Les Local Climate Bonds (LCBs) ont été développés par la plateforme de financement participatif Abundance pour combler un manque dans le marché britannique : contrairement à d’autres pays, les autorités locales y émettent rarement des obligations accessibles aux petits investisseurs. Les LCBs permettent donc d’émettre des obligations de 500 000 £ à 1 million £, accessibles dès 5 £. Plus de 18 millions £ ont ainsi été levés auprès de près de 3 000 investisseurs. Et surtout, nous avons attiré les premiers investisseurs institutionnels : Unity Trust Bank (15 millions £) et la Fondation Esmée Fairbairn (cofinancement jusqu’à 1 million £).
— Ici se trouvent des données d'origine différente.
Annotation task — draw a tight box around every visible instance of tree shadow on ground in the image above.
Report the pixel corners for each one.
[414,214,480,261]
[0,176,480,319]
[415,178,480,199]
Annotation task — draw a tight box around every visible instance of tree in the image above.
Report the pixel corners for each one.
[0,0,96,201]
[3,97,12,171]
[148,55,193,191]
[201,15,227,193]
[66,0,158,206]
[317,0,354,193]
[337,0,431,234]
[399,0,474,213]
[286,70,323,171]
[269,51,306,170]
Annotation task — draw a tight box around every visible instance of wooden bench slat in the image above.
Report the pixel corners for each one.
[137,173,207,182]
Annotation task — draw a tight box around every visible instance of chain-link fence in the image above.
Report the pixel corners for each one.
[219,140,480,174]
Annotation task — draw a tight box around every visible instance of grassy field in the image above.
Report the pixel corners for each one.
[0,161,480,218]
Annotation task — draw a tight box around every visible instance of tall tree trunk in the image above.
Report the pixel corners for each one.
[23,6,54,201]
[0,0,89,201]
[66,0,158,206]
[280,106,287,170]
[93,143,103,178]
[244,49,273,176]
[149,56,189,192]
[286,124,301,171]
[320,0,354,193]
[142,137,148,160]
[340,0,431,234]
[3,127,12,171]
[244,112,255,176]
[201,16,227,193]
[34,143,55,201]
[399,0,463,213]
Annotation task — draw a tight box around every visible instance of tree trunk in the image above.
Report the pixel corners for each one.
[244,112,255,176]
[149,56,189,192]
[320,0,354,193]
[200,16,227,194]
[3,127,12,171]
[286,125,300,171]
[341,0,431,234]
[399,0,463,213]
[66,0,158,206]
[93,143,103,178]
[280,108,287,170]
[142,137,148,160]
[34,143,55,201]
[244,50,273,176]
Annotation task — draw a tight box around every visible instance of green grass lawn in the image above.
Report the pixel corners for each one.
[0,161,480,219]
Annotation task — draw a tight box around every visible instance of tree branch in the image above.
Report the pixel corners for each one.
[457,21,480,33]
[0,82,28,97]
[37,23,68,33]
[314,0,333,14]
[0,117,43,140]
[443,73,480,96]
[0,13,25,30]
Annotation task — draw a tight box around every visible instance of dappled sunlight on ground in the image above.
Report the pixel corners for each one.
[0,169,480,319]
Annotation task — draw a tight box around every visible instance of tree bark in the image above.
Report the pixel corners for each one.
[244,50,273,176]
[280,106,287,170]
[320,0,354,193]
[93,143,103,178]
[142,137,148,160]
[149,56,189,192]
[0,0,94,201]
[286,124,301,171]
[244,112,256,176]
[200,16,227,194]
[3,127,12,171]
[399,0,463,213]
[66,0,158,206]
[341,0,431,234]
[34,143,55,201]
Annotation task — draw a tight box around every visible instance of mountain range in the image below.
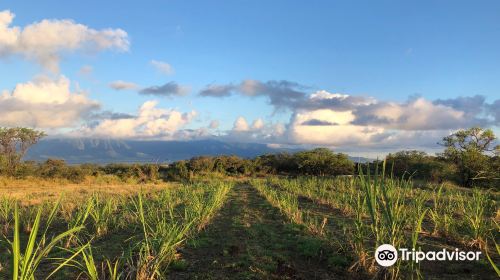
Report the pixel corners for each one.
[24,138,369,164]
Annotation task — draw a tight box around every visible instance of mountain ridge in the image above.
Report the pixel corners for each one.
[25,138,370,164]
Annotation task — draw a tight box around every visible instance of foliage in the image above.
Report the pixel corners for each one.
[442,127,499,187]
[0,127,46,176]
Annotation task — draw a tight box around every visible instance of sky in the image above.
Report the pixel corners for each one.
[0,0,500,156]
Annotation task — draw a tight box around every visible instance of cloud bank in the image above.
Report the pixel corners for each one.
[0,10,129,72]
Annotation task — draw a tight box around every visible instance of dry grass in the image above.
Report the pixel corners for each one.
[0,177,176,205]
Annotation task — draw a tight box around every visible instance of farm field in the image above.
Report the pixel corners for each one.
[0,176,500,279]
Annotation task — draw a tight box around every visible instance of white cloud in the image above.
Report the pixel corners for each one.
[109,80,139,90]
[151,60,174,75]
[208,120,219,129]
[78,65,94,76]
[0,10,129,72]
[82,100,197,140]
[287,109,384,147]
[233,117,249,132]
[252,118,264,130]
[0,76,99,128]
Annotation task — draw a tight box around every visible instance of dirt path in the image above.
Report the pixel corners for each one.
[169,184,346,279]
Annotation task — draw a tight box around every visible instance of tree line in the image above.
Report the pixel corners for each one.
[0,127,500,188]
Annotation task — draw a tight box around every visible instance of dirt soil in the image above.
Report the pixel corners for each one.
[169,184,350,279]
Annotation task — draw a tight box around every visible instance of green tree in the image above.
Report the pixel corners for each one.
[0,127,46,175]
[441,127,499,187]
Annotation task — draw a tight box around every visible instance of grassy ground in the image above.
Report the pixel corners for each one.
[169,184,349,279]
[0,177,172,205]
[0,178,500,279]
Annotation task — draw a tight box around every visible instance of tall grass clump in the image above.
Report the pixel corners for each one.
[9,201,83,280]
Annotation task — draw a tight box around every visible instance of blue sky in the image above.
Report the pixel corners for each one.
[0,1,500,155]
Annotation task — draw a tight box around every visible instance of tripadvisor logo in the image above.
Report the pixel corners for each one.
[375,244,481,266]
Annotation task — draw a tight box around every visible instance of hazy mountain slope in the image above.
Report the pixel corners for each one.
[25,138,374,164]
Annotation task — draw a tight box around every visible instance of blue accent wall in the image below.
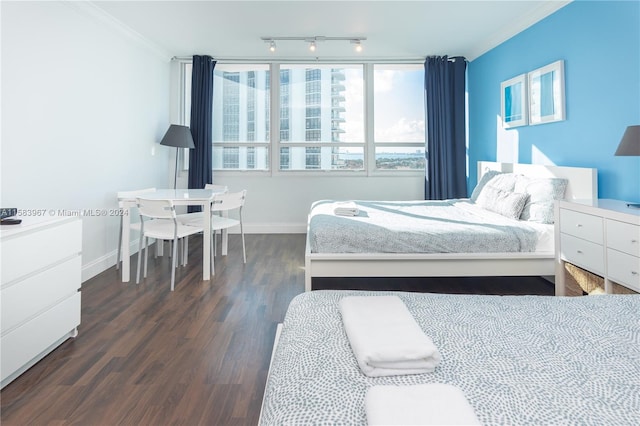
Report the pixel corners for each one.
[467,0,640,202]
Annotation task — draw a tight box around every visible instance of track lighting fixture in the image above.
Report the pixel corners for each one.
[260,36,367,52]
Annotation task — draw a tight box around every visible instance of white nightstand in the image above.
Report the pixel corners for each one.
[555,199,640,296]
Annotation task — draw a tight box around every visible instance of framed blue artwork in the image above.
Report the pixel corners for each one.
[500,74,528,129]
[527,60,565,125]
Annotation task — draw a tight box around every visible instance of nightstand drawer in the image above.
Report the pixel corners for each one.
[560,234,604,276]
[607,249,640,291]
[560,209,604,244]
[606,219,640,257]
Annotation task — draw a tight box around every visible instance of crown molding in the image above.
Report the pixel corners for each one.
[62,0,173,62]
[466,0,573,61]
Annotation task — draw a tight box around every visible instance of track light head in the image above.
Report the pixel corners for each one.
[260,35,367,52]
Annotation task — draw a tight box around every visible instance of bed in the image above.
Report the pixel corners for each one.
[305,161,598,291]
[260,290,640,426]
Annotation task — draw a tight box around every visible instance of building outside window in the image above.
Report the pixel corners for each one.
[184,63,426,173]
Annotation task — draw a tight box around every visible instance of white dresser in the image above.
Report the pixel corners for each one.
[555,199,640,296]
[0,216,82,387]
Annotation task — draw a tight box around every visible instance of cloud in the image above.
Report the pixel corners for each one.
[375,117,425,142]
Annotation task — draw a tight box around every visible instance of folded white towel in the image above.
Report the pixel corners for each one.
[339,296,440,377]
[333,201,359,216]
[364,383,480,425]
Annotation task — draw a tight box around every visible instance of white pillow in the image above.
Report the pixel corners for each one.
[476,184,529,220]
[514,176,569,224]
[469,170,502,203]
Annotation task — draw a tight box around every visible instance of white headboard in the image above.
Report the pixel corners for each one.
[478,161,598,201]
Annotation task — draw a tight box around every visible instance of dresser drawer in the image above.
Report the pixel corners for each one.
[607,249,640,291]
[0,256,82,335]
[560,209,604,244]
[606,219,640,257]
[1,220,82,287]
[0,292,80,382]
[560,234,604,276]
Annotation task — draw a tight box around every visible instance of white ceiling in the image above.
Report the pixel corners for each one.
[93,0,570,60]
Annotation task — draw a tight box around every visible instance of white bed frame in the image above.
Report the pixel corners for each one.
[305,161,598,291]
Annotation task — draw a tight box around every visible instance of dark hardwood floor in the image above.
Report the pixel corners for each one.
[0,234,553,425]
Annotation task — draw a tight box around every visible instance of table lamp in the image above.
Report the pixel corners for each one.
[160,124,196,189]
[615,125,640,208]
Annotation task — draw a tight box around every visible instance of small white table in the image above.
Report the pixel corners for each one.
[119,189,224,283]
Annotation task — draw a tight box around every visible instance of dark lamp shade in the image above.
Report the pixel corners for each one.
[160,124,196,149]
[615,125,640,156]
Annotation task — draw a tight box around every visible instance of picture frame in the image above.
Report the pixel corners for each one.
[527,60,565,125]
[500,74,528,129]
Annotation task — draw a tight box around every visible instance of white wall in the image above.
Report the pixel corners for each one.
[0,2,173,281]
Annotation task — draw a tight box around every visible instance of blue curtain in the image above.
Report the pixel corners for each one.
[424,56,467,200]
[189,55,216,212]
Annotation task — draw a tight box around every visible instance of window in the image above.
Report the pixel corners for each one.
[373,64,426,170]
[183,62,425,175]
[280,64,365,171]
[212,64,271,170]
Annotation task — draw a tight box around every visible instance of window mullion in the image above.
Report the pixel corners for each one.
[269,63,280,176]
[364,63,376,176]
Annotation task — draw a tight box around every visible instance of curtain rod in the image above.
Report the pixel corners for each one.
[171,56,426,64]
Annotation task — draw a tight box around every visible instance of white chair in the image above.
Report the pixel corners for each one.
[116,188,156,269]
[186,189,247,267]
[136,197,202,291]
[176,183,229,224]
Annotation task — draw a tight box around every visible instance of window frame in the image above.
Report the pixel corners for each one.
[179,60,426,177]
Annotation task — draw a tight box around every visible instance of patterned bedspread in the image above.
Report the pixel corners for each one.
[309,200,537,253]
[261,291,640,425]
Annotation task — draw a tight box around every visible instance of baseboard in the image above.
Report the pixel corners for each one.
[82,239,145,282]
[82,223,307,282]
[244,223,307,234]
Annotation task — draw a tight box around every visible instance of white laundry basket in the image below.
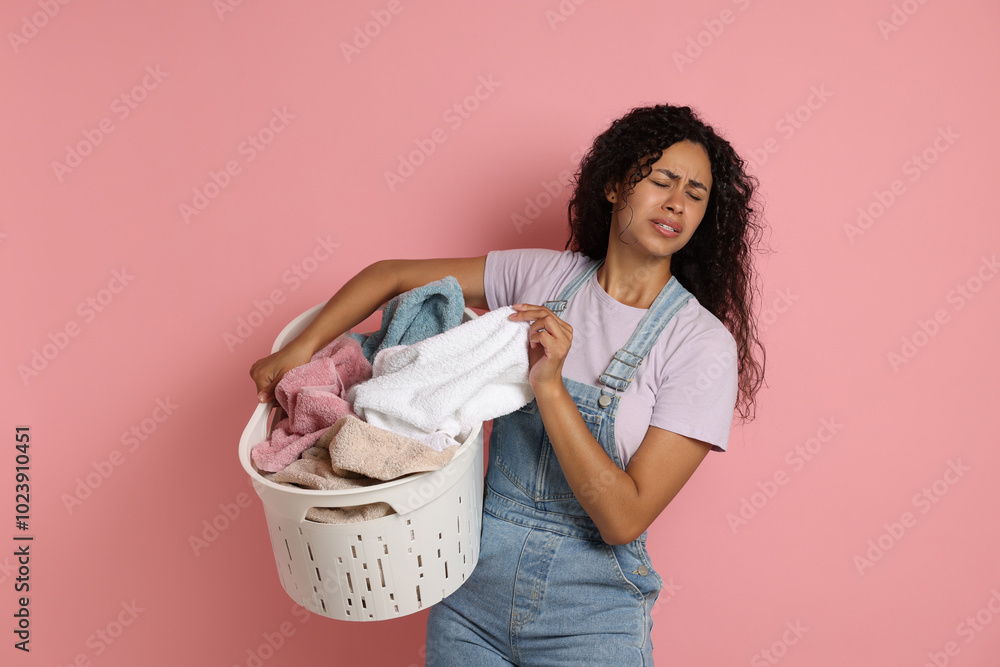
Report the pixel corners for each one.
[239,304,483,621]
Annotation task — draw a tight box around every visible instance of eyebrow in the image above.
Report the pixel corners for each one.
[654,169,708,192]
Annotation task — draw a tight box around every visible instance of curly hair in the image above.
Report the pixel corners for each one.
[566,105,765,421]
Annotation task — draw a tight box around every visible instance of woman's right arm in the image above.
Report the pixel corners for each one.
[250,255,488,403]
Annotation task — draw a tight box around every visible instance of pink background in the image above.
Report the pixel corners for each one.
[0,0,1000,667]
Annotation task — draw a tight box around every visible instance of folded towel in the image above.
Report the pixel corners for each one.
[349,276,465,361]
[347,306,534,450]
[250,337,372,472]
[264,416,458,523]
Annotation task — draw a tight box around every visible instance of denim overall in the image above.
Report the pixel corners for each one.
[426,260,691,667]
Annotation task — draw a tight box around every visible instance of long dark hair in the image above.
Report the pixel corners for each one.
[566,104,765,421]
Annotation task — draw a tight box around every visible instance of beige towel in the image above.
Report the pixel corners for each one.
[263,416,458,523]
[316,415,458,481]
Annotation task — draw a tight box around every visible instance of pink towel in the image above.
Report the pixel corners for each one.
[251,337,372,472]
[264,416,458,523]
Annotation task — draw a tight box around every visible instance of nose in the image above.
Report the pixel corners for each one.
[663,187,684,213]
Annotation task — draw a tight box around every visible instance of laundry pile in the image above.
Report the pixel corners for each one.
[251,276,534,523]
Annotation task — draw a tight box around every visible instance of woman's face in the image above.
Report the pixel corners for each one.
[607,140,712,257]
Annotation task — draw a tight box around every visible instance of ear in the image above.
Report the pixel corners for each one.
[604,183,621,204]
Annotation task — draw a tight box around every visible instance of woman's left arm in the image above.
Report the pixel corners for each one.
[511,304,711,544]
[535,387,711,544]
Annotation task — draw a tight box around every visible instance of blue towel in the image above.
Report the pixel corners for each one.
[349,276,465,361]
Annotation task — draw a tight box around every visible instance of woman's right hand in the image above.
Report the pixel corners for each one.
[250,341,312,403]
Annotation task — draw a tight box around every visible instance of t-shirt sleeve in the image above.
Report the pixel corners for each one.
[650,327,738,452]
[483,248,577,310]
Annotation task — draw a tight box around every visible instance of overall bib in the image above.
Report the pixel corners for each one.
[426,260,691,667]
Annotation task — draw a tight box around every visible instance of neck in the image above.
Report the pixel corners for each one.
[597,244,672,308]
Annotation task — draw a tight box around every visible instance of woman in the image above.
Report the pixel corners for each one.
[251,105,763,665]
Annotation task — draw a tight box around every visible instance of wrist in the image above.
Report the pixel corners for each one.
[532,377,569,403]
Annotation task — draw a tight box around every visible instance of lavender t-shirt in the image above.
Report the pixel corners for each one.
[483,249,737,465]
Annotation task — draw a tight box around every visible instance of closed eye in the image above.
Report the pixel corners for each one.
[653,181,703,201]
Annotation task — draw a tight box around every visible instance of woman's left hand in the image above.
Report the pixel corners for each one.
[510,303,573,394]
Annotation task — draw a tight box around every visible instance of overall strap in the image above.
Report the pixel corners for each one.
[543,258,604,317]
[598,276,692,391]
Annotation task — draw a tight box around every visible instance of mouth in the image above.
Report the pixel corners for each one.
[651,218,683,238]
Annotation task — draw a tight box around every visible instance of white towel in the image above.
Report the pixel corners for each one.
[347,306,534,451]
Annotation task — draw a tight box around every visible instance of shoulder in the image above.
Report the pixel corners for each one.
[486,248,591,273]
[660,296,737,373]
[483,248,592,308]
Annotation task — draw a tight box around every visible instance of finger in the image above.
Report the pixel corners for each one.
[510,303,555,321]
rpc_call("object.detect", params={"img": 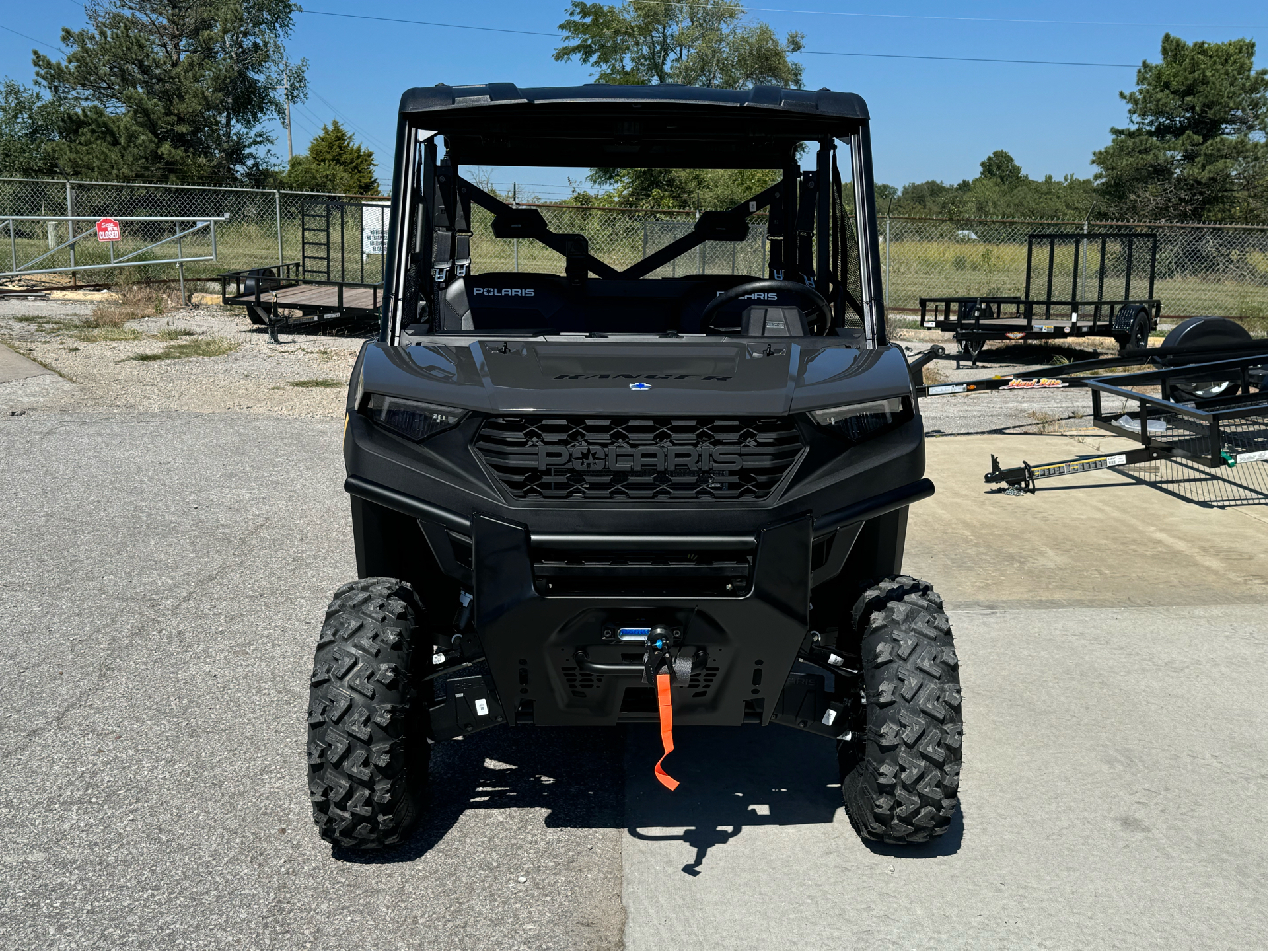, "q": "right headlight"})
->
[807,397,912,443]
[364,394,467,442]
Les recherches préliminaires menées avec l’Université de Leeds suggèrent un potentiel de marché de 4 milliards £ au Royaume-Uni.
Dans le paysage mondial de la finance durable, nous arrivons à un moment critique où les engagements doivent se traduire en actions concrètes. Quel est selon vous le principal obstacle systémique empêchant la finance de générer l’impact réel nécessaire ?
Je suis heureuse que vous insistiez sur la notion d’urgence.
L’un des défis majeurs est la technicité des solutions financières. Les institutions financières regorgent d’experts en structuration complexe, mais regroupés dans un même endroit, tandis que nous collaborons avec des décideurs publics n’ayant souvent pas bénéficié de cette formation spécialisée. Leur participation est pourtant essentielle.
Je constate un véritable besoin de renforcement de capacités : il faut démocratiser ces connaissances financières spécialisées pour que tous les acteurs puissent comprendre les solutions.
Un autre défi majeur consiste à transformer les transitions en transactions. Nous célébrons souvent le lancement de structures sophistiquées, mais ce n’est que le début. Le succès, c’est quand la solution devient tellement standard (« vanille ») que les investisseurs institutionnels s’y engagent automatiquement.
Le travail intelligent et complexe que nous réalisons aujourd’hui constitue les « brise-glace ». Mais pour atteindre une transition réelle à grande échelle, nous devons répéter, simplifier et standardiser ces solutions.
Malgré les obstacles, où voyez-vous les plus grandes opportunités pour accélérer la finance durable aujourd’hui ?
Je suis une ardente défenseuse des garanties, et je continuerai de le répéter haut et fort.
Je suis convaincue que les garanties seront le moyen d’habituer la finance à de nouveaux secteurs innovants, essentiels à la transition mais encore perçus comme risqués ou immatures. Si le capital commercial ne s’y dirige pas spontanément, c’est que le profil risque/rendement n’est pas encore assez attractif.
Les garanties permettent de réduire le risque et d’attirer le capital privé — ce qui est précisément l’objectif. Elles aident à familiariser les marchés et à renforcer les capacités.
Je plaide pour cela depuis longtemps, et je suis optimiste : la conversation sur la finance durable devient beaucoup plus transactionnelle — il est désormais question de faire circuler l’argent, pas seulement de créer des cadres. Comme je l’ai dit à Building Bridges, nous sommes un peu comme Taylor Swift dans notre « nouvelle ère », et je pense que ce sera une période très enthousiasmante.